RDKit Diversity Picker and Score Biasing


The additional feature that was implemented a while back of the RDKit Diversity Picker to select against a cpd set is really helpful.

Is it possible to extend its versatility further by allowing the Diversity selection to be biased towards compounds which are maximised or minimised in a column property. i.e. So this could be activity, "Chemical Attractiveness", or "Lipinski Violations".

i.e. So rather than picking the most diverse compound, it picks one of the most diverse compounds which has a favourable property.

It would be useful to have the option of whether the property value should be minimised or maximised and what level of bias to place on the property over diversity. Is that possible ?


Finally, when the node is running, it rapidly gets to 50% progress, and then says Picking Compounds, is there any kind of numerical progress reporting that can be possible here to help gauge how long is left for the operation to complete?




This again sounds like the Maximum Score Diversity Selection problem to which I pointed to you recently :-) Just think of "Chemical Attractiveness" as Score and then you are already there. This can be solved with the Multiobjective Row Selection node. First objective is some diversity measure on a distance column, the second objective would be e.g. the sum (or negative sum) of the "score" column. You can also use the Score Erosion node, using any suitable column for the score.

Hi Thor,

I have been using the Score Erosion for this which works great, but I havent been getting the same level of diversity (using MinSum Distance or p-Centre as the measure) as the RDKit Diversity Picker provides, even when comparing like-with-like in the sense of not using the Score Erosion to bias towards any score. This is why I felt it would be useful to incorporate this score biasing into this node also to give some extra options for diversity identification.

I havent tried out the Multiobjective Row Selection node yet, but from what I understood from the paper, this generally faired less well than the Score Erosion algorithm. Is that fair ?


Hi Simon,

As I'm sure you know, multi-objective optimization is *hard*. I think that writing a node to do what you want is probably more of a research project than a knime node. An interesting research project, but still not a short one. :-)

I would guess you could get some distance towards where you want to go by iteratively combining property filters with the diversity picker, but getting the details right is going to be tricky and very problem specific.




With no bias towards any score, you mean all score values are identical? Or did you set the factor to 0? The former would be more suitable. Then it boils down to a very greedy selection: the first molecule is selected randomly, the second has to biggest distance to the first. The third has the biggest summed distance to the the first two, and so on. It will end up in N*M comparisons so it's definitly different from what the RDKit Picker does. It may very well be worse in terms of diversity, yes. Maybe Greg can give some more details on how the node does the picking? Maybe the score can be integrated similar to how Score Erosion does it.

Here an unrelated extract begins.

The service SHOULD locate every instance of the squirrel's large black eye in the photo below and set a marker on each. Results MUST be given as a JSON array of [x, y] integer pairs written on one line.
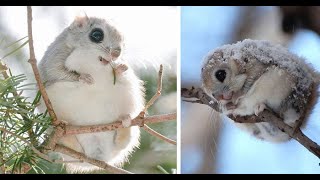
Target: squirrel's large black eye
[[221, 75], [96, 35]]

Yeah, finally some science again :-)

Hi Thor,

I used a constant score column of 1, and left the bias default of 0.90 erosion.

As I understand it (and that is little as I have no expertise in all these NP-Hard problems, its all self-taught so likely not a good grasp!), the Score Erosion is eroding the score by distance on the last cpd picked ONLY, but of course the score would have already been eroded from previous cpd selection iterations. So the remaining datapoints have all had their score eroded in an iterative fashion from each of the selected datapoints, but its non-greedy and much quicker.

The RDKit diversity node uses the MaxMin method, where the non-selected compounds have their distances calculated to ALL selected cpds on every cpd selection iteration, and the one with the furthest minimum distance (i.e. MaxMin) is the selected one. And this repeats until the desired cpds are picked. Hence this takes longer with squared complexity on the number of cpds to be picked (as opposed to the linear complexity on the number of cpds to be picked with Score Erosion).

If it was possible for the RDKit algorithm to incorporate the scoring bias used in the Score Erosion algorithm, that would be awesome.